Zucchini casserole with cheese and potatoes. Culinary blog

Zucchini is by far the best summer vegetable. You can make anything from it – from fritters to marinades, not to mention its magical ability to improve dough for homemade white bread. Today we suggest you try a light casserole, based on zucchini, which is suitable for breakfast and for a side dish for lunch or dinner.

  • 3 medium sized zucchini (or zucchini)

  • 800 g of potatoes

  • 2 cloves of garlic

  • 160 ml low-fat or low-fat cottage cheese

  • 5 eggs

  • 150 g grated cheese

  • salt and black pepper to taste

  • vegetable oil – for greasing molds and casseroles

Grate zucchini or zucchini. Best of all, not on a regular grater, but using a spiral vegetable slicer – a spiralizer. It gives long strips like spaghetti, which give the casserole an interesting texture.


Salt the grated mass and transfer to a colander. While you will prepare the rest of the ingredients, the salt will stand out and drain the excess juice.

During this time, peel and grate potatoes on a regular grater, mix it with chopped garlic. Put the mass on the bottom of the mold, pre-lubricating it with vegetable oil. Press a layer of potatoes with your palm to compress. Top with vegetable oil. This layer will become the basis of the casserole. Put the mold in the oven, preheated to 200 C for 25-30 minutes.

When the potato base is baked, remove the form from the oven, salt it on top and pepper if desired.

Mix cottage cheese with eggs, add 100 g of grated cheese here.
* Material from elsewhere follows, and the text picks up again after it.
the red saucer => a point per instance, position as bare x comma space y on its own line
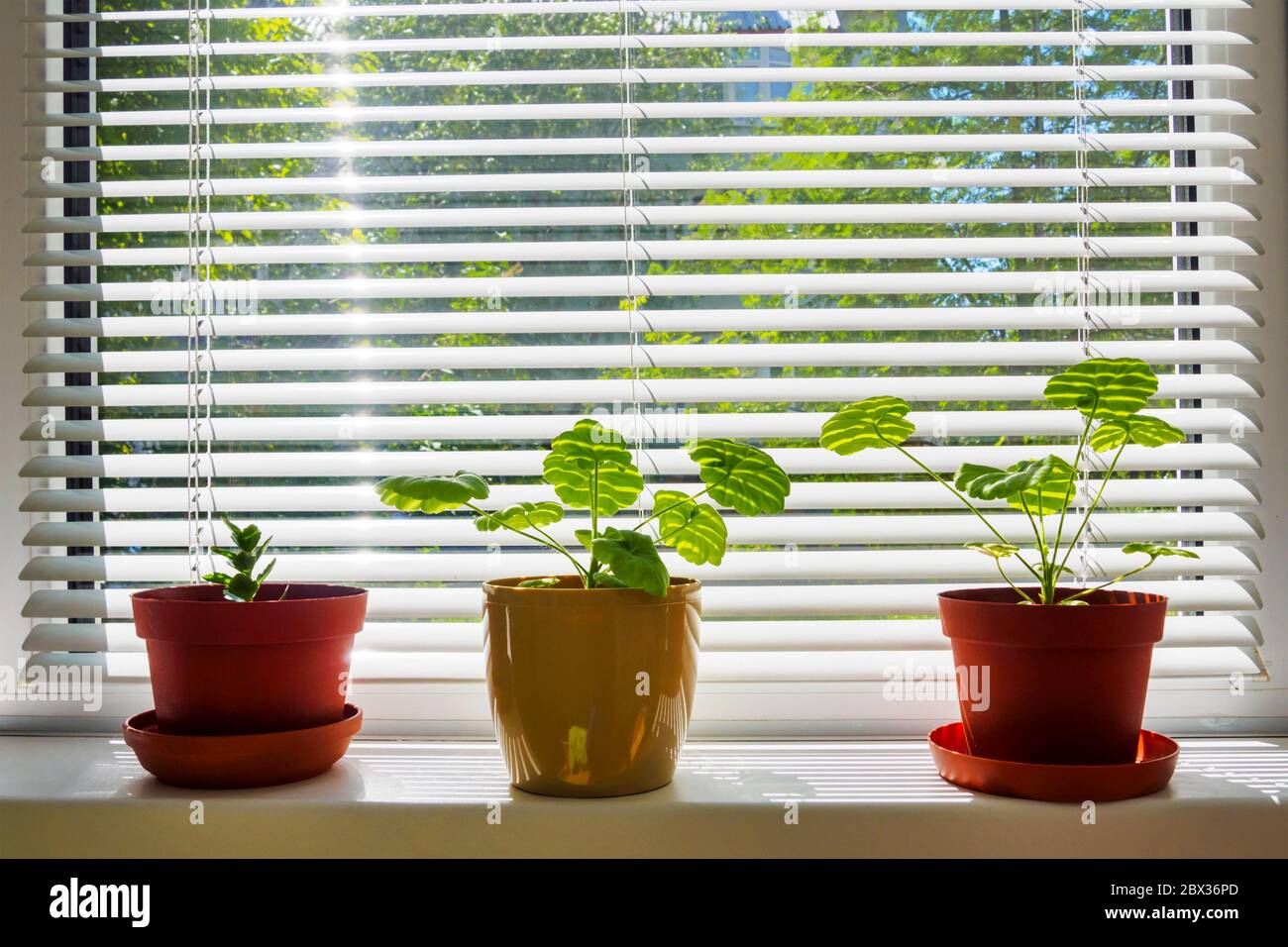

Grated zucchini / zucchini put on a potato base. Top with a curd mass. Put the casserole in the 180C oven for 30 minutes. Remove and sprinkle with the remaining grated cheese. Put in the oven for another 3-5 minutes to make the cheese crust grate. Now the casserole is ready.

Let it stand for 10 minutes to cool slightly. before slicing.

The casserole is good both cold and hot.